The stopped vehicle here was a passenger van, discharging passengers at a Brooklyn intersection. The rear of the van protruded into the traffic lane. The plaintiff was a passenger, belted into a seat in the last row. The rear-ending vehicle was a garbage truck. The plaintiff moved for summary judgment prior to depositions, against the owner and the driver of the truck. Plaintiff’s motion offered as proof the fact that she operated neither vehicle, was a passenger in the stopped vehicle, and so could not herself be at fault. The truck driver submitted an affidavit, in which he explained that he applied his brakes, but that the truck skidded on oil on the pavement.
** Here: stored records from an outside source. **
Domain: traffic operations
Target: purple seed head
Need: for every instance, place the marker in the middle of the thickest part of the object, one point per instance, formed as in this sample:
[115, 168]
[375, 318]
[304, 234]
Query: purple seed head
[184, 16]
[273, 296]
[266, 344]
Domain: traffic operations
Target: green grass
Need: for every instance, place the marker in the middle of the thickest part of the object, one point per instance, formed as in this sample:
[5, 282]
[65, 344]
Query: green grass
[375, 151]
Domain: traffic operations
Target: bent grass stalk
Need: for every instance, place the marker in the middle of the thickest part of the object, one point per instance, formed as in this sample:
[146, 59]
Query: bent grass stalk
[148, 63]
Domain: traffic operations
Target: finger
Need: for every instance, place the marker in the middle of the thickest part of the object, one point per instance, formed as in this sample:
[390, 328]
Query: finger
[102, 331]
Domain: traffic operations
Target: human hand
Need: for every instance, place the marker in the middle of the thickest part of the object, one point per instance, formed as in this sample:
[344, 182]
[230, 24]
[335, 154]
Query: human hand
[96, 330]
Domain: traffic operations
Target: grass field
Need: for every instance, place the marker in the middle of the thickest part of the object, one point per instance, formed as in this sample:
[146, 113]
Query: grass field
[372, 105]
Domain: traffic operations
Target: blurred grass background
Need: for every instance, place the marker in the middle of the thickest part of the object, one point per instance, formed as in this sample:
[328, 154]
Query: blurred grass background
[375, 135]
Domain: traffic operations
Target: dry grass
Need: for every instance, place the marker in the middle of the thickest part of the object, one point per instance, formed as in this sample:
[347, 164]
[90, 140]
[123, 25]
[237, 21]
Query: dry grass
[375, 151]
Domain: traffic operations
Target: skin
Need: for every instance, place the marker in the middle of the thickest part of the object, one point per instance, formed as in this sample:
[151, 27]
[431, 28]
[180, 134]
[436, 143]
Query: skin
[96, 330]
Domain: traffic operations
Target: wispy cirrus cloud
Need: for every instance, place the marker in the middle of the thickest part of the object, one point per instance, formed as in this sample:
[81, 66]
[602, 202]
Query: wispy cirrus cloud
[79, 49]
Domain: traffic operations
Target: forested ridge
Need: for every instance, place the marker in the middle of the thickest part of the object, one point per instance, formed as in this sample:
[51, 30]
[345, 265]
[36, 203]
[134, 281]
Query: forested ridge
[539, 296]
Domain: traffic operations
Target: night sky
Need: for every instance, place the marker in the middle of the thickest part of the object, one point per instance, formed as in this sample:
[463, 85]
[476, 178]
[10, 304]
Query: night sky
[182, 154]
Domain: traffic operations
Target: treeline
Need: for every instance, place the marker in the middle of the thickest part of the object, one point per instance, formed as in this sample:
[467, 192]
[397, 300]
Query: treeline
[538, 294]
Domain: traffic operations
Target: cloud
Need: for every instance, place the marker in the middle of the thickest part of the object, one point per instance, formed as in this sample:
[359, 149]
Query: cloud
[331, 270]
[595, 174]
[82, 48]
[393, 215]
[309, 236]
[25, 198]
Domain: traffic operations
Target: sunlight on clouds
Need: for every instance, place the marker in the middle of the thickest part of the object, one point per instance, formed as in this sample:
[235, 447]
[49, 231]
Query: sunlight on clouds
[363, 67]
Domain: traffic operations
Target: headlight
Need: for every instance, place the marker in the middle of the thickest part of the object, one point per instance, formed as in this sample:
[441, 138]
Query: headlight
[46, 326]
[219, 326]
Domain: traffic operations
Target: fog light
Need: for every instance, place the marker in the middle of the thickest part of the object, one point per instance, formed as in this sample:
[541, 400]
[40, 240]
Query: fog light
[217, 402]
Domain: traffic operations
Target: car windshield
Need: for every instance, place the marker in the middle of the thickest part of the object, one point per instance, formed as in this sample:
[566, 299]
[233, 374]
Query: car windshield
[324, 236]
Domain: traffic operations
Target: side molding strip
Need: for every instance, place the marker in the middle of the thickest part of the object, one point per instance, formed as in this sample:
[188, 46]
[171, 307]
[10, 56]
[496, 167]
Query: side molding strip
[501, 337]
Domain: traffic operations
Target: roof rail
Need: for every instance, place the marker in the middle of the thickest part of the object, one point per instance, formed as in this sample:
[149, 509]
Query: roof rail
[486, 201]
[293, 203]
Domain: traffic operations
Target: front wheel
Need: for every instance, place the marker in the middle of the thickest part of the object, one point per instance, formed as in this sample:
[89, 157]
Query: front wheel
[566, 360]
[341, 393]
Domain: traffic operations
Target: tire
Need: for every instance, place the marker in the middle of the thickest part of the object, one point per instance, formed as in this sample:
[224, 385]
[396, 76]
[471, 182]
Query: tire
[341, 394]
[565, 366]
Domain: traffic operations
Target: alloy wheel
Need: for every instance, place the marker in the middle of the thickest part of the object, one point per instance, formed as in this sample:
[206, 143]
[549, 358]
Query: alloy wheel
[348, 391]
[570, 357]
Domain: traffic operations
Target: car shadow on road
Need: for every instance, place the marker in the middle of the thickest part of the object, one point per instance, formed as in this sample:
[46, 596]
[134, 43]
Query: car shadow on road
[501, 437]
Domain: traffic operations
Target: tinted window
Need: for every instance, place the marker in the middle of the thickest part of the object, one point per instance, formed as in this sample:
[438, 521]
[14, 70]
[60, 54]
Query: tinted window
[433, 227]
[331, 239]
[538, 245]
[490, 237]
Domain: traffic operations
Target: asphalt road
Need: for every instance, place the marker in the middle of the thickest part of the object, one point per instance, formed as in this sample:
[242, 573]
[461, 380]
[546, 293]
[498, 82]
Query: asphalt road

Supreme Court granted the plaintiff summary judgment, but the Appellate Division reversed.

Certainly, it is the rule that a rear-end collision into a stopped vehicle is enough to create an inference of negligence, and places the burden on the driver of the rear-ending vehicle to rebut the inference with a non-negligent explanation. The plaintiff must also establish his freedom from contributory negligence.

The plaintiff thus established her prima facie case on her motion, but the truck driver’s affidavit showed a non-negligent explanation, which was sufficiently detailed given the pre-deposition posture of the action. There was a triable issue of fact precluding summary judgment.

No party claimed that the plaintiff was contributorily negligent, since she was seat-belted in the last row of the van. Therefore, it was appropriate under CPLR 3212 (g) for the court to order that she was free from contributory negligence in the happening of the accident.